La priorité d’investissements ira à plusieurs grands chantiers nouveaux (chemin de fer Qinghai- Lhassa, canal Yangtzé – Fleuve Jaune), à la reforestation (11MM$ d’investissements prévus sur 10 ans), aux HLM, aux équipements agricoles (irrigation, silos).

En Bourse, les secteurs favoris devraient être l’immobilier (+120% en 2000), et les ports maritimes (reprenant les capitaux hier encore investis dans les «dotcom»)!

Reste une série d’inconnues pour 2001.

[1]Les SDD, qui ont déjà repris 169 MM$ de dettes d’Entreprises d’Etat et s’apprêtent à emprunter (45MM$ pour la seule CINDA, en bons d’Etat), auront du mal à écouler ces actifs ruinés.

[2] L’Etat parviendra-t-il à assainir la Bourse, réduisant les fraudes et éliminant les titres canards boiteux?
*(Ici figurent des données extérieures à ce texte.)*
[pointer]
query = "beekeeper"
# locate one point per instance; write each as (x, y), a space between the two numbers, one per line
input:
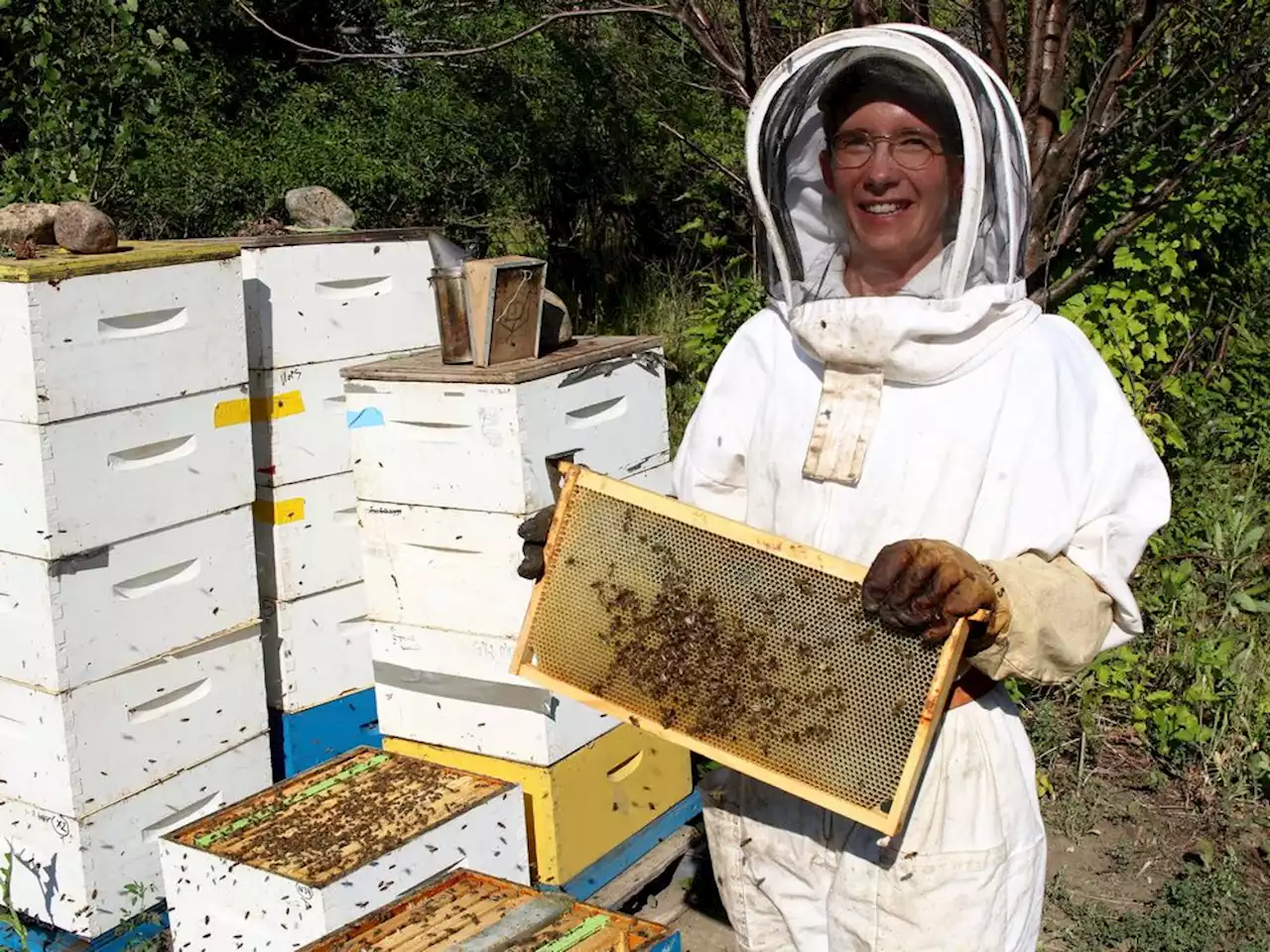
(902, 404)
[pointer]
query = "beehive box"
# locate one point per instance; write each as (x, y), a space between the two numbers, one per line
(312, 855)
(300, 428)
(80, 484)
(324, 298)
(80, 751)
(71, 873)
(82, 335)
(317, 648)
(444, 553)
(466, 906)
(308, 537)
(453, 689)
(90, 616)
(601, 400)
(584, 805)
(735, 644)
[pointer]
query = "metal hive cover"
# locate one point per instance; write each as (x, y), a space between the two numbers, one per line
(735, 644)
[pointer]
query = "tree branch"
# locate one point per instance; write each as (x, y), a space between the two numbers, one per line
(864, 13)
(992, 26)
(1162, 190)
(703, 31)
(1049, 72)
(743, 188)
(335, 55)
(747, 44)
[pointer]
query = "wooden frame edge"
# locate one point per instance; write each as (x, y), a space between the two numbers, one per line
(875, 819)
(717, 525)
(890, 821)
(521, 655)
(928, 728)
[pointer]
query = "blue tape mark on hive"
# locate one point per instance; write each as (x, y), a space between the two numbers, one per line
(313, 737)
(119, 939)
(629, 852)
(366, 416)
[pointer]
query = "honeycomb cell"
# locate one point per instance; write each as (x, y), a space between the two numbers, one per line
(753, 653)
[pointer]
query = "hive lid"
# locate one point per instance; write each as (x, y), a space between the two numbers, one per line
(460, 906)
(335, 238)
(54, 263)
(585, 354)
(324, 823)
(735, 644)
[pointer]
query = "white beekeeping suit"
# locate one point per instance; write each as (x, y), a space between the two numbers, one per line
(952, 411)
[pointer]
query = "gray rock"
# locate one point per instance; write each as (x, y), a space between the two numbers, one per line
(28, 221)
(85, 230)
(318, 207)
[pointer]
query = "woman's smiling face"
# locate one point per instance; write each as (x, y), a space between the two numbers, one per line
(896, 213)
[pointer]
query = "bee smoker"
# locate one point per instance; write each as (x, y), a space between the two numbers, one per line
(449, 290)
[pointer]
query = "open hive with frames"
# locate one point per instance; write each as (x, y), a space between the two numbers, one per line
(735, 644)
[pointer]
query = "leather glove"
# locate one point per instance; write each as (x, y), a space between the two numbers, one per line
(534, 531)
(926, 585)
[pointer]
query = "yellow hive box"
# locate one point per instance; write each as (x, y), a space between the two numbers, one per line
(584, 805)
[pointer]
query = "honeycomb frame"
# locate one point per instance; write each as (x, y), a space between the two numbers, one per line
(795, 687)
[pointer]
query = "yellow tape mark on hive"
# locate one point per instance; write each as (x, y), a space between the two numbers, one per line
(277, 407)
(280, 513)
(230, 413)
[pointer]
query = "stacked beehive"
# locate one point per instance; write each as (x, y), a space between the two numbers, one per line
(448, 461)
(314, 304)
(131, 676)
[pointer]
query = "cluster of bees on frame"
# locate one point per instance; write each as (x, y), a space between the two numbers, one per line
(765, 680)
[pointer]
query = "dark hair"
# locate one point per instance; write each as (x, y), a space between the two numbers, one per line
(890, 80)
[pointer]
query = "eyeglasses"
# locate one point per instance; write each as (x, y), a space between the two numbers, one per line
(852, 150)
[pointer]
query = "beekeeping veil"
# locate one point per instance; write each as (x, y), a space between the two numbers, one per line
(956, 311)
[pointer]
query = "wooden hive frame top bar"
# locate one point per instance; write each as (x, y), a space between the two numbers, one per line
(458, 905)
(338, 816)
(737, 644)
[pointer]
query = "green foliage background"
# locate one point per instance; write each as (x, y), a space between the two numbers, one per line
(182, 118)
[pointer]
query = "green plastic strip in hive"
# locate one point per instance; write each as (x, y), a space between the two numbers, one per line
(275, 809)
(583, 932)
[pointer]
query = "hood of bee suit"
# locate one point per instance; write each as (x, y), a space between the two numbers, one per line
(957, 311)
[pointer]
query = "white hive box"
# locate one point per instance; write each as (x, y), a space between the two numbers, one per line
(453, 689)
(300, 426)
(307, 537)
(303, 858)
(84, 335)
(80, 751)
(479, 438)
(75, 485)
(71, 873)
(317, 648)
(324, 298)
(85, 617)
(452, 569)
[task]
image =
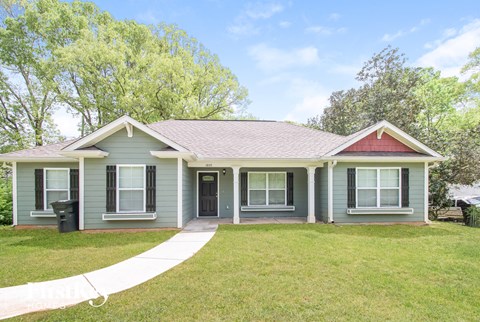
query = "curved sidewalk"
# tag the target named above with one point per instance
(32, 297)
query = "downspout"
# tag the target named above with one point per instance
(14, 194)
(331, 165)
(427, 190)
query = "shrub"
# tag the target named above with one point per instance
(471, 217)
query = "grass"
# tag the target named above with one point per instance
(310, 273)
(44, 254)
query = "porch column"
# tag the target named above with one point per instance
(179, 193)
(236, 196)
(331, 165)
(311, 195)
(425, 194)
(14, 194)
(81, 193)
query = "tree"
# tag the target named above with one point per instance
(440, 112)
(387, 93)
(73, 55)
(26, 77)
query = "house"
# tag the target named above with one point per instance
(131, 175)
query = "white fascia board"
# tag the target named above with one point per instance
(37, 159)
(187, 156)
(261, 163)
(383, 159)
(92, 154)
(393, 131)
(115, 126)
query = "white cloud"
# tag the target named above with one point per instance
(447, 33)
(320, 30)
(244, 23)
(148, 17)
(312, 99)
(66, 123)
(243, 28)
(392, 37)
(262, 10)
(285, 24)
(400, 33)
(324, 31)
(451, 53)
(274, 59)
(334, 16)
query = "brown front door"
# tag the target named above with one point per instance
(207, 194)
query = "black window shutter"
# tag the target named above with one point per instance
(111, 205)
(351, 187)
(39, 190)
(289, 188)
(151, 174)
(405, 187)
(74, 184)
(244, 188)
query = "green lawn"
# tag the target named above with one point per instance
(44, 254)
(310, 272)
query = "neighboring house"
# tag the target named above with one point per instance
(131, 175)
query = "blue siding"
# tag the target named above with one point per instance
(135, 150)
(26, 191)
(417, 194)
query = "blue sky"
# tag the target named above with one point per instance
(291, 55)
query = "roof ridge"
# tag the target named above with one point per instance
(303, 126)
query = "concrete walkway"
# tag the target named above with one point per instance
(32, 297)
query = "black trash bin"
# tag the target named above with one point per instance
(67, 215)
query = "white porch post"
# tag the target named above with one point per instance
(14, 193)
(331, 165)
(236, 195)
(311, 195)
(426, 192)
(179, 193)
(81, 193)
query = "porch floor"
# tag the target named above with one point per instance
(200, 222)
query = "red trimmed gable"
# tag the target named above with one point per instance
(370, 143)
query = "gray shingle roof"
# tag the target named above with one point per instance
(248, 139)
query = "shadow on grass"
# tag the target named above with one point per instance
(51, 239)
(374, 231)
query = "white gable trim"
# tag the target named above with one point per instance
(395, 132)
(109, 129)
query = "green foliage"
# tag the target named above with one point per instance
(387, 92)
(72, 54)
(471, 217)
(6, 210)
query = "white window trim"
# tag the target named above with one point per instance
(267, 189)
(45, 190)
(378, 188)
(118, 189)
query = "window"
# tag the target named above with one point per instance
(378, 187)
(266, 188)
(57, 183)
(130, 188)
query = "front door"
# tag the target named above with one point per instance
(207, 194)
A cet égard est remarquable la volte-face des autorités, renonçant à vendre plus de la moitié de son patrimoine boursier – le marché est trop faible!

[3] La CASS, l’académie chinoise des sciences sociales, craint aussi une autre flambée du cours du brut, une chute de Wall Street, ou celle de l’Euro, enrayant les exports vers Les Etats-Unis et l’Union Européenne…

Toutes ces incertitudes éclairant les pronostics «sombres» de l’académie chinoise : avec la Chine à l’OMC, 2001 apporterait une chute des exports à +14%, des imports à +15,4%, tandis que le surplus commercial, stagnerait de 28 à 30MM$ !


A la loupe : La haute tension des ados chinois

Début décembre, une femme s’est présentée dans un hôpital de Shanghai, un oeil demi-crevé par sa fille de 16 ans. Elle avoua que celle ci la frappait au moindre prétexte – parce qu’elle lui demandait de rentrer plus tôt, de passer à table ou de faire ses devoirs.

Quelques mois avant, un autre ado shanghaien tuait sa mère, parce qu’elle l’avait privé de gameboy. Tel autre jetait une brique à la tête de son père, pour un différend futile … Et si son prof venait aux renseignements, il hurlait au père de «la fermer»…

Plus au sud, à Shenzhen, des enfants au crâne ras, oreilles décollées, passent des heures menottés aux grilles de la gare : ce sont les pick-pockets du Xinjiang, pris la main dans le sac, qu’on enchaîne le jour et relâche la nuit, faute de pouvoir les arrêter – trop jeunes !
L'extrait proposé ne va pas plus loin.